Parmi eux, une révélation,Nadia Melliti. L'actrice française reçoit le prix d'interprétation à 23 ans, et pour son premier rôle au cinéma dans "La petite dernière" de sa compatriote Hafsia Herzi. 

Etudiante en sport repérée dans un casting sauvage, elle a dit s'être "beaucoup identifiée" à son personnage de Fatima, 17 ans, une jeune femme musulmane qui découvre son homosexualité.

"L'Agent secret" du Brésilien Kleber Mendonça Filho, 56 ans, repart avec deux prix: la mise en scène et l'interprétation masculine pour Wagner Moura, 48 ans, connu pour avoir interprété Pablo Escobar dans la série "Narcos". 

Le Grand Prix a été remporté par le Norvégien Joachim Trier pour le mélodrame "Valeur sentimentale".

Une seule réalisatrice primée

Le jury a créé un prix spécial pour "Résurrection", film-poème du Chinois Bi Gan, 35 ans. Un "ovni d'une grande invention", selon Juliette Binoche.

Le Franco-Espagnol Oliver Laxe, 43 ans, a reçu ex-aequo le prix du jury pour "Sirat", plongée dans une rave-party hallucinatoire et apocalyptique, avec Sergi Lopez. Il le partage avec la réalisatrice allemande Mascha Schilinski, qui explore cent ans de traumas féminins dans "Sound of Falling".

Parmi les sept réalisatrices en compétition (sur 22 films), cette cinéaste de 41 ans est la seule à avoir été primée. 

Réalisateurs parmi les plus récompensés de l'histoire de Cannes, avec deux Palmes d'or, les frères Luc et Jean-Pierre Dardenne, septuagénaires, sont repartis avec le prix du scénario pour "Jeunes Mères".

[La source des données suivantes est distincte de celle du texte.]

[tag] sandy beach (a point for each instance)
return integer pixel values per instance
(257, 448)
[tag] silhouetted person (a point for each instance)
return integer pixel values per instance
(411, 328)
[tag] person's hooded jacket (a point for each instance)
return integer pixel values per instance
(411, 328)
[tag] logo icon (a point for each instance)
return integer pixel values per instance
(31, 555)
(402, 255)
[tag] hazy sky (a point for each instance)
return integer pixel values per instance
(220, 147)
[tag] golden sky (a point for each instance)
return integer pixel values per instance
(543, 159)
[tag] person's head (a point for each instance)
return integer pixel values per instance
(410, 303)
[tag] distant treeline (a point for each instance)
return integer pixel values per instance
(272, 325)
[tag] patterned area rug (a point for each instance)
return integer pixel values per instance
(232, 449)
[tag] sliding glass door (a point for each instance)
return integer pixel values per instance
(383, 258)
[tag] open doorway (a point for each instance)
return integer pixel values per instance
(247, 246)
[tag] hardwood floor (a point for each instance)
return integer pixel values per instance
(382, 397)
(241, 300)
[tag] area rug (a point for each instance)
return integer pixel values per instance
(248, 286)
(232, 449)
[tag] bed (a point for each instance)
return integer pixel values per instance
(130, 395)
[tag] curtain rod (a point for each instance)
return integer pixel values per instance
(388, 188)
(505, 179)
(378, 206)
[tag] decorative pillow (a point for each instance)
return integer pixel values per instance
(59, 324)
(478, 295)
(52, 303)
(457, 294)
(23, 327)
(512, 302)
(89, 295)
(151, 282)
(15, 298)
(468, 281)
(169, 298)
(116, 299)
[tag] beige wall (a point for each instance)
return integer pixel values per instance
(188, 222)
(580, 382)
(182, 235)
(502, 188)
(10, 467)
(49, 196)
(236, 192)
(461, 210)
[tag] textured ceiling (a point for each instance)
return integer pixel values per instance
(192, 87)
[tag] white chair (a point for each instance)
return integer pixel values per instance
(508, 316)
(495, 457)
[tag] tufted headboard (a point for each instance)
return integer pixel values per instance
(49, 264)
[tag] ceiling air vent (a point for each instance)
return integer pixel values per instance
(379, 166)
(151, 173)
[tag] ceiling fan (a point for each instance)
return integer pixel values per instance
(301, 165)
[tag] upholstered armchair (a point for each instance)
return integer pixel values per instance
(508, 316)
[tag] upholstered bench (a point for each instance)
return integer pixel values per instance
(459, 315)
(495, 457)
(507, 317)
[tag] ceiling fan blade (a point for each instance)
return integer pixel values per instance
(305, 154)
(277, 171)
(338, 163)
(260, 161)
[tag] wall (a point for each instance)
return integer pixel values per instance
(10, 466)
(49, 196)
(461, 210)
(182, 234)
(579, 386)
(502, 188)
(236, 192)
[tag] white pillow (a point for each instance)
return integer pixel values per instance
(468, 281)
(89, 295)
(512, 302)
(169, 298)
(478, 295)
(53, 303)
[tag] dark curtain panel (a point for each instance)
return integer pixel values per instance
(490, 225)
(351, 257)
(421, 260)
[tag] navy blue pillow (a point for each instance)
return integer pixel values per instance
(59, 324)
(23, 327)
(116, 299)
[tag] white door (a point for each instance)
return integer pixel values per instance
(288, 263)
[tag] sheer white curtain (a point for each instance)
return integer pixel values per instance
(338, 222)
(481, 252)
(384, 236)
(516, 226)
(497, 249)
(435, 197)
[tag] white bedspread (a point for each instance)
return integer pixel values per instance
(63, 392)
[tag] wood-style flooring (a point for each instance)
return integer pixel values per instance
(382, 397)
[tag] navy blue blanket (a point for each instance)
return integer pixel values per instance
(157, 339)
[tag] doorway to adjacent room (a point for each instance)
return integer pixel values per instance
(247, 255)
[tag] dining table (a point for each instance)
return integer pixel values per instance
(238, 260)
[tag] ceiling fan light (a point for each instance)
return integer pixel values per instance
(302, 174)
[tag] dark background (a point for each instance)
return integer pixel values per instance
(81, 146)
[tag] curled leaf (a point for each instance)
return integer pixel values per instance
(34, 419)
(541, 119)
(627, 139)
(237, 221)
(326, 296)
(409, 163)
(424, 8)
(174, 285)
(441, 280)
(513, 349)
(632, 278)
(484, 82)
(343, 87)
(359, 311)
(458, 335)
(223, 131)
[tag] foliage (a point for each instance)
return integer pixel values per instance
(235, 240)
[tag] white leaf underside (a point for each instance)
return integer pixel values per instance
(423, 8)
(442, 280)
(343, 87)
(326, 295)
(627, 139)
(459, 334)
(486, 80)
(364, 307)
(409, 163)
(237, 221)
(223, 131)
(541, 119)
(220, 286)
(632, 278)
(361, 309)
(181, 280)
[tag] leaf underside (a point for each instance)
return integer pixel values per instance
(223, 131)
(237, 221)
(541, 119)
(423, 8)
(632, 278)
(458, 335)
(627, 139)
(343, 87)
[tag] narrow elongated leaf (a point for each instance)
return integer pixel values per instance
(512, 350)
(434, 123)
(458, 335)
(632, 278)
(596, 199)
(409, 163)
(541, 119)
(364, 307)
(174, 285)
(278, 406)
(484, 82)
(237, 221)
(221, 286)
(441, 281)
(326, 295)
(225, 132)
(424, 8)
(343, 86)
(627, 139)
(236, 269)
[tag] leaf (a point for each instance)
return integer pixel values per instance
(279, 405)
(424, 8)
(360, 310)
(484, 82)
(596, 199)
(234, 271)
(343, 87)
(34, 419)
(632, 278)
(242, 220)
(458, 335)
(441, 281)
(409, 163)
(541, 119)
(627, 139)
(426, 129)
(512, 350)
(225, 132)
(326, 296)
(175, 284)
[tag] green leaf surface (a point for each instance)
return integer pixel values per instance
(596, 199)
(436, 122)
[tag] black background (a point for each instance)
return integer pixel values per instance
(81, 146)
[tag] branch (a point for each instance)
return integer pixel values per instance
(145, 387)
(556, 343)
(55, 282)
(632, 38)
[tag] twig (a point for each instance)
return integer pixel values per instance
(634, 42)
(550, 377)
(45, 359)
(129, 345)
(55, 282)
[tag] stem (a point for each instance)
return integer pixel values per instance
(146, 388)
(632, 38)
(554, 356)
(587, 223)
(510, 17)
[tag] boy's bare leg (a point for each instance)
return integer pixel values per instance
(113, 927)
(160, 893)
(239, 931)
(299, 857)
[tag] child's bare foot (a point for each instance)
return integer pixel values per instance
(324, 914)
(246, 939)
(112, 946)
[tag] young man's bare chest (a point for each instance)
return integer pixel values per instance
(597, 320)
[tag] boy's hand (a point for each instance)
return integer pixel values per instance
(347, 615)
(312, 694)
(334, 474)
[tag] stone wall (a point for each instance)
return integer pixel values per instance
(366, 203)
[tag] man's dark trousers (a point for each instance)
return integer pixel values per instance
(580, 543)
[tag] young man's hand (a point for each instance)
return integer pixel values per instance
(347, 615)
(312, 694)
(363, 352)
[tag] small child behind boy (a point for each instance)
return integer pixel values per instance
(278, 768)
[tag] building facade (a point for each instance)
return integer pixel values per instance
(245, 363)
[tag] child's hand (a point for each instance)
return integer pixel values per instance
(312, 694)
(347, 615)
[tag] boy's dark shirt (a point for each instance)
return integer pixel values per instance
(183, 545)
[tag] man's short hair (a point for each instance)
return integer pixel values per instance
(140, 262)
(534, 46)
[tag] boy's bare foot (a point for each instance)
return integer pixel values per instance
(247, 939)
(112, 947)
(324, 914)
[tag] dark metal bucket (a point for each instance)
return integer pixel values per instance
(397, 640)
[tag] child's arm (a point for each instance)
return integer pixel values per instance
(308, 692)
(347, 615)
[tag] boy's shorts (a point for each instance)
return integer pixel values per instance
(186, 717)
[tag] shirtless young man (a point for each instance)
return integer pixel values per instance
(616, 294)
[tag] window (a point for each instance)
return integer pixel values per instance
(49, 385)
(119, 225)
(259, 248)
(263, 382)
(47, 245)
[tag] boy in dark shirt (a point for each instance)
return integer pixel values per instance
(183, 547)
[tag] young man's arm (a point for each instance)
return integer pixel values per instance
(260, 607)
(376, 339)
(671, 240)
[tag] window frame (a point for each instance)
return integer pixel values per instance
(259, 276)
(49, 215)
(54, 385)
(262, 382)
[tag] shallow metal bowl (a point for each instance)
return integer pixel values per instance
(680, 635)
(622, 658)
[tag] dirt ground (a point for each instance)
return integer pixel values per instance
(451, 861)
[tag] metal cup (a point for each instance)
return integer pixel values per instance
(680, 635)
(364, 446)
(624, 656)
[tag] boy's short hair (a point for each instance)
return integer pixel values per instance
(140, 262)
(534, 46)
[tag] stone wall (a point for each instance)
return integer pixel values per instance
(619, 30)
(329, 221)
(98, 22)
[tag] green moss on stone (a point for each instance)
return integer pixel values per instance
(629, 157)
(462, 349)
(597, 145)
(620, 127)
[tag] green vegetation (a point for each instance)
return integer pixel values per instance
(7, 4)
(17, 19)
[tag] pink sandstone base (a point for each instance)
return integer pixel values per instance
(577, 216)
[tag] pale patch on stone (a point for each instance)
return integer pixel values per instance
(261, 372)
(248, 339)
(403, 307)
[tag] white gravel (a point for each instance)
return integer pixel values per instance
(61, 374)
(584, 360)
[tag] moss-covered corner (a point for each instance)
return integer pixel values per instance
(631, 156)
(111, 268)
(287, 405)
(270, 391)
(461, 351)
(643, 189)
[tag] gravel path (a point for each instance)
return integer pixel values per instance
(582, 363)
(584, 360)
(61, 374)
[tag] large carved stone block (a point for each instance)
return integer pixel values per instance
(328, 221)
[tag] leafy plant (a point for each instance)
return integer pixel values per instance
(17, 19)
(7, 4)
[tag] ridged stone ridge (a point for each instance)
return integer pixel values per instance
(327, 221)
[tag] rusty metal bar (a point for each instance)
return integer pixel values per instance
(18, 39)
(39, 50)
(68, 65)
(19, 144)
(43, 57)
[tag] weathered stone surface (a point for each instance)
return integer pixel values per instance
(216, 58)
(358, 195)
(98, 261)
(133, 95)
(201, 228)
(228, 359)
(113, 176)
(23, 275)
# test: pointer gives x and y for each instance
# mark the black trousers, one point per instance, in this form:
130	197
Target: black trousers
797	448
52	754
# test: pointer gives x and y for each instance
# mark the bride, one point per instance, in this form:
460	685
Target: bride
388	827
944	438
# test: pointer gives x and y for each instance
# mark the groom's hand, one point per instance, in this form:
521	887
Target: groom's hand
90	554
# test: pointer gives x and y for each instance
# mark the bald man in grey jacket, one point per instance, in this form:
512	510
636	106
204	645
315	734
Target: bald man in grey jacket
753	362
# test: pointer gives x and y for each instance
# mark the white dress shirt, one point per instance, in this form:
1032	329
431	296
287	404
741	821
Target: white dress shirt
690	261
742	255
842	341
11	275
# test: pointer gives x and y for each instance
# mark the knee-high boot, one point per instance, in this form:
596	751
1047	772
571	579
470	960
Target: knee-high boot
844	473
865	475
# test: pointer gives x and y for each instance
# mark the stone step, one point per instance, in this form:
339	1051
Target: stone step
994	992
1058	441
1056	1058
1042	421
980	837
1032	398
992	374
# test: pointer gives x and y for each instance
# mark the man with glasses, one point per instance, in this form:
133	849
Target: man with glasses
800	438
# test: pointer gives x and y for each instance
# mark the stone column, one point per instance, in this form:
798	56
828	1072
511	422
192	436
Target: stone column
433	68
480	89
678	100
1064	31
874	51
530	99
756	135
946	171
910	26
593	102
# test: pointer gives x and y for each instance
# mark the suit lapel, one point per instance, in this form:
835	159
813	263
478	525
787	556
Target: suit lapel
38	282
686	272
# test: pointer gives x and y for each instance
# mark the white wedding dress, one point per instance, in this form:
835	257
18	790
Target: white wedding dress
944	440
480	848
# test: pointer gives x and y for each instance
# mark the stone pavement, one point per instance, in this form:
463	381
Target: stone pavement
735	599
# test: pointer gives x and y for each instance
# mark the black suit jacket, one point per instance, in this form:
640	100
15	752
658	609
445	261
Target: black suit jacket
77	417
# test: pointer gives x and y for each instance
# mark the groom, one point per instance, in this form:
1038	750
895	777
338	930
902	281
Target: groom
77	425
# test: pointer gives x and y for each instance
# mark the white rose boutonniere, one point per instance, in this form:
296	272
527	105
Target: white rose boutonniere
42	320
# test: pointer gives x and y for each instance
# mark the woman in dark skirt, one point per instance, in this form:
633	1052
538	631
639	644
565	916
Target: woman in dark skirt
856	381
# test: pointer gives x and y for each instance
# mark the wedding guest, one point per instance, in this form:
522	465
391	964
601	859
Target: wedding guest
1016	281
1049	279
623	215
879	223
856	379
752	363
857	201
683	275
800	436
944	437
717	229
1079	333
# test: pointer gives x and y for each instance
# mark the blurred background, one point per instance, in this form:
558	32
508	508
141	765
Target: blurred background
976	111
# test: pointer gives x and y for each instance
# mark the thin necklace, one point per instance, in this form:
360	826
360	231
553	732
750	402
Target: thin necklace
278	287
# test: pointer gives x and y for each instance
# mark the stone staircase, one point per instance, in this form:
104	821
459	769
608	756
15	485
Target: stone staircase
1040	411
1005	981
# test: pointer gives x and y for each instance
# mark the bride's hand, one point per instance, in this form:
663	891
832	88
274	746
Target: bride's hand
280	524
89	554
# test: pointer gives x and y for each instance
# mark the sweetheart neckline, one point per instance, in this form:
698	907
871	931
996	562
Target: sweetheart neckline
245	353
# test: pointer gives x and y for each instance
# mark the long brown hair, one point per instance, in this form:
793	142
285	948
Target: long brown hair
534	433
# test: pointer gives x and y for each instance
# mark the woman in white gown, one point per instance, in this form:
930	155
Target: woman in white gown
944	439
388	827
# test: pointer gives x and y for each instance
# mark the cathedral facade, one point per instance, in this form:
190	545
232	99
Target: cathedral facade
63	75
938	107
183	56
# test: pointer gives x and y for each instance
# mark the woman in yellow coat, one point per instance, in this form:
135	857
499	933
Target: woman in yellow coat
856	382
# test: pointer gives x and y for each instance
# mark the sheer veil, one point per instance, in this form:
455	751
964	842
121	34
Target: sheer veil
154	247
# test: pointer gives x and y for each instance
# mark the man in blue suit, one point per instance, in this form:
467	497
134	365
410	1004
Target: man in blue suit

Ils obtiennent ce prix pour un nouveau film social, sur un foyer de mères adolescentes en situation de précarité, au terme d'une 78e édition à la tonalité engagée.

Le festival a fait écho aux conflits au Proche-Orient et en Ukraine et a été marqué par des déclarations engagées, à commencer par la charge de l'acteur américain Robert De Niro contre le président de son pays, Donald Trump, lors de la cérémonie d'ouverture.

Côté paillettes, la quinzaine a connu ses défilés de stars, de Denzel Washington à Tom Cruise, venu présenter le dernier "Mission: Impossible", en passant par Scarlett Johansson, pour son premier film de réalisatrice, et Nicole Kidman.